Rising food prices bring host of political risks

* World’s poorest to bear brunt of rises * Risk of riots, export bans,
expropriation * Rise in demands for greater market regulation
Record food prices will hit the world’s poorest hardest, raising the risk of riots, export bans, foreign-owned farmland expropriation and further price spikes fuelled by short-term investors. The UN Food and Agriculture Organisation said on Wednesday food prices hit a record high in December and could rise further on erratic global weather patterns. For the first time they outstripped levels reached in early 2008, when spiralling prices prompted riots in countries including Haiti, Egypt and Cameroon and brought demands for tighter commodity market regulation.
The potential humanitarian, political and business impact — particularly in impoverished states where food makes up the largest component of the inflation basket — is already alarming policymakers and senior officials.
“Food price increases impact the poor hardest as food is a higher proportion of their incomes,” said James Bond, chief operating officer of the World Bank’s political risk insurance arm the Multilateral Investment Guarantee Agency (MIGA).
“It creates significant tension in poorer countries, exacerbates standard of living disparities and is a major source of unrest.”
The 2008 price spike came to an abrupt end in September that year with the global crash that followed the demise of Lehman Brothers, sucking borrowed money out of markets as lenders called in their debts.
But right now, no one expects that to happen again.
So far, experts say weather-related supply shocks — floods in Australia, drought in Argentina, dry weather and fires in Russia and potentially crop damaging frosts in Europe and North America — were largely to blame. But they worry politics and markets could soon take over to produce a vicious circle.
“The danger is that what happens now is that you get a second shock as countries can respond by imposing export bans and financial markets investors pile in for short-term investment, pushing prices much higher, as they did in 2008,” said Maximo Torero, divisional director for markets, trade and institutions at Washington DC’s International Food Policy Research Institute (IFPRI).
Russia imposed export restrictions last year after fires and drought.

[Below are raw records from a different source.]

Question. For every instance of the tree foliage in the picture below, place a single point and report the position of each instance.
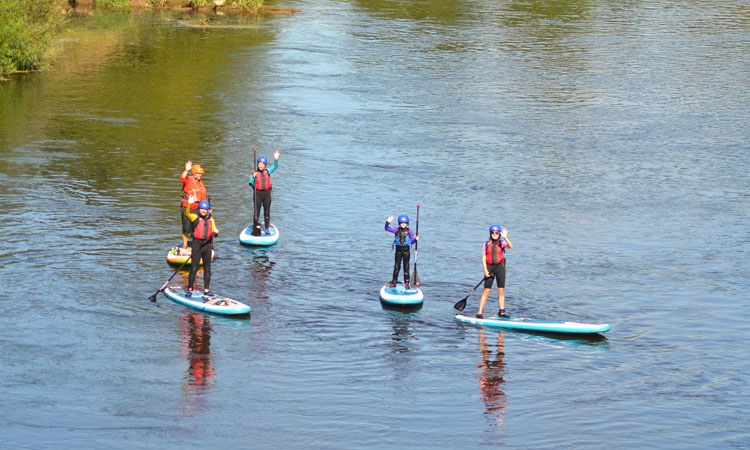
(27, 32)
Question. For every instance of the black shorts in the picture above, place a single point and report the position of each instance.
(497, 272)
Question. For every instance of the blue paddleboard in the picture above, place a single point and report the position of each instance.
(546, 326)
(216, 305)
(266, 238)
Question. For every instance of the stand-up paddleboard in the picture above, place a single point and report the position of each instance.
(266, 238)
(399, 296)
(178, 257)
(216, 305)
(544, 326)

In 2008, IFPRI says at least 13 countries including Argentina, Cambodia, Kazakhstan, China, Ethiopian, Malaysia and Zambia imposed either export bans or taxes, further squeezing supply.
POLITICAL RISK
INSURERS WATCH
Torero said reports of unrest could further fuel price rises, driving speculative investment and promoting panic buying — even if the causes might often in reality be more complex.
He pointed to reported food riots last year in Mozambique as an example, saying in reality they were as much about subsidy cuts as supply issues.
“Clearly what is needed is to increase production through appropriate investment in agriculture, to increase the information on stocks around the world, strengthen the regulation of the futures markets and to have safety net mechanisms to protect the poorest consumers,” he said.
Political risk insurers, who provide protection against dangers such as confiscation or political violence, are watching closely — although they say there has not yet been any direct impact on premiums.
“The potential is there for food riots and also for governments to take action such as embargos on food exports or nationalisation of assets involved in food production or storage in order to protect their people — not always necessarily for the sake of altruism but often to preserve their position as governments in office,” said a senior underwriter in the London political risk insurance market.
The highest risks of farmland expropriation remain in Latin America, insurers say — particularly Venezuela, Bolivia and Ecuador — but this is more down to local political factors than rising prices. The greatest impact of the recent rally could be on land deals in Africa, some suggest.
RISK MITIGATION STRATEGIES
The 2008 spike produced a flurry of interest in farmland purchases both from Western funds and richer emerging countries such as China and Gulf states keen to preserve their supplies.
While some deals fell through after the crash, others are now entering production. But they have proved controversial. Local anger over the purchase of Madagascan farmland by South Korean firm Daewoo was seen by some as a contributing factor in the island’s 2009 coup.
“The main risks will come where they are in an area where the population is short of food themselves and the deal is seen as being in some way inappropriately negotiated,” said Jonathan Wood, global issues analyst at Control Risks. “So many of these projects are in East Africa: Ethiopia, Kenya, Tanzania. But a lot will depend on the individual deal.”
Some investors such as London-based funds Emergent Asset Management and Chayton Capital say a key part of their strategy has been to ensure such projects clearly benefit the local community, for example through local milling.
“Smart investors don’t own the land,” said Bond at the World Bank’s MIGA. “They work with contract farmers and see the domestic market as their first and most important market. It makes sense from a risk mitigation strategy.” -Reuters

Govt rolls back POL price hike

Gilani announces decision in National Assembly
Parliamentary leaders taken on board; Opposition hails decision
Special Correspondent/ Agencies
ISLAMABAD: Prime Minister Syed Yousuf Raza Gilani on Thursday announced restoration of prices of POL products to the level of December 31, last year and withdrew the latest increase announced by the government. Making a policy statement on the issue in the National Assembly, he said the decision has been taken in deference to the demand of the public, parliament and the political leadership.
He said the decision was arrived at the meeting of leaders of all parliamentary parties in Islamabad where they were briefed by the Finance Minister and other members of the government’s economic team on the petroleum prices and the overall economic situation. Prime Minister said there was consensus in the meeting that the latest increase should be withdrawn.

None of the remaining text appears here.